Sorting is essentially 2 step stage. First stage is to get a list of results which would be granular at the bucket level, i.e. we always pick up all intersections from a bucket. Because entities are sorted by uid in the bucket, and not by the specified sort order. So, we pick them all, and then send them out to the worker which contains the dob. This worker would then retrieve their dob, sort them, and trim the list down to the requested number N. Note that this N will almost always be lower than the initial sent list. So, we should not just return indices, we should return the actual final list.

Also, this particular step smells of some sort of optimization, while breaking the current semantics which is every query and reply contain uids, and not their indices or anything. I think something has to convert the list of uids to the index in this scheme, and I’d rather have that conversion be done closer to the metal than by another worker.

Method 2.

Shouldn’t this be N * log B, but you avoid creating an in-memory structure and allocating any more memory to store indices etc. in Q. In fact, even when you do store indices, you still need to convert from a given UID in B, to it’s index in Q. That effort is not being captured here, I think your assumption is that part would be done elsewhere in the worker. See above comments about doing that conversion here.

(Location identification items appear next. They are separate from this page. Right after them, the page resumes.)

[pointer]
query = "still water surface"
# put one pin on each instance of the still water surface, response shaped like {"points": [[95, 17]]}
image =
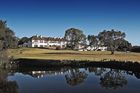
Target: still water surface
{"points": [[75, 80]]}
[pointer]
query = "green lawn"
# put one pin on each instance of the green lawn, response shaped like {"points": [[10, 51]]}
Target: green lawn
{"points": [[35, 53]]}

But we do right. You just stored for each posting list, another list which contains the index of the element. So, you essentially created the entire UID matrix in memory again.

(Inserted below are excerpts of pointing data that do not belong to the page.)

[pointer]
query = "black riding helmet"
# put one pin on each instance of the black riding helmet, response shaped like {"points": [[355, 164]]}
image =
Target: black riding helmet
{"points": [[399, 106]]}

That basically kills our entire idea of keeping the number of network calls directly proportional to the complexity of the query, and not the results. So, discard that idea immediately.

I think you’re applying the concept of pagination in the wrong place. You’re starting off with a defined set of uids, and then just re-arranging them. Once you do the re-arranging at each posting list in the UIDmatrix (Ai), you can individually do the pagination at the co-ordinator. So, this doesn’t seem like that much of an issue.

You’re trying to save cpu and memory costs but adding the cost of |A| network calls and stragglers. CPU is always faster than network, any way you look. So, this approach is definitely not better.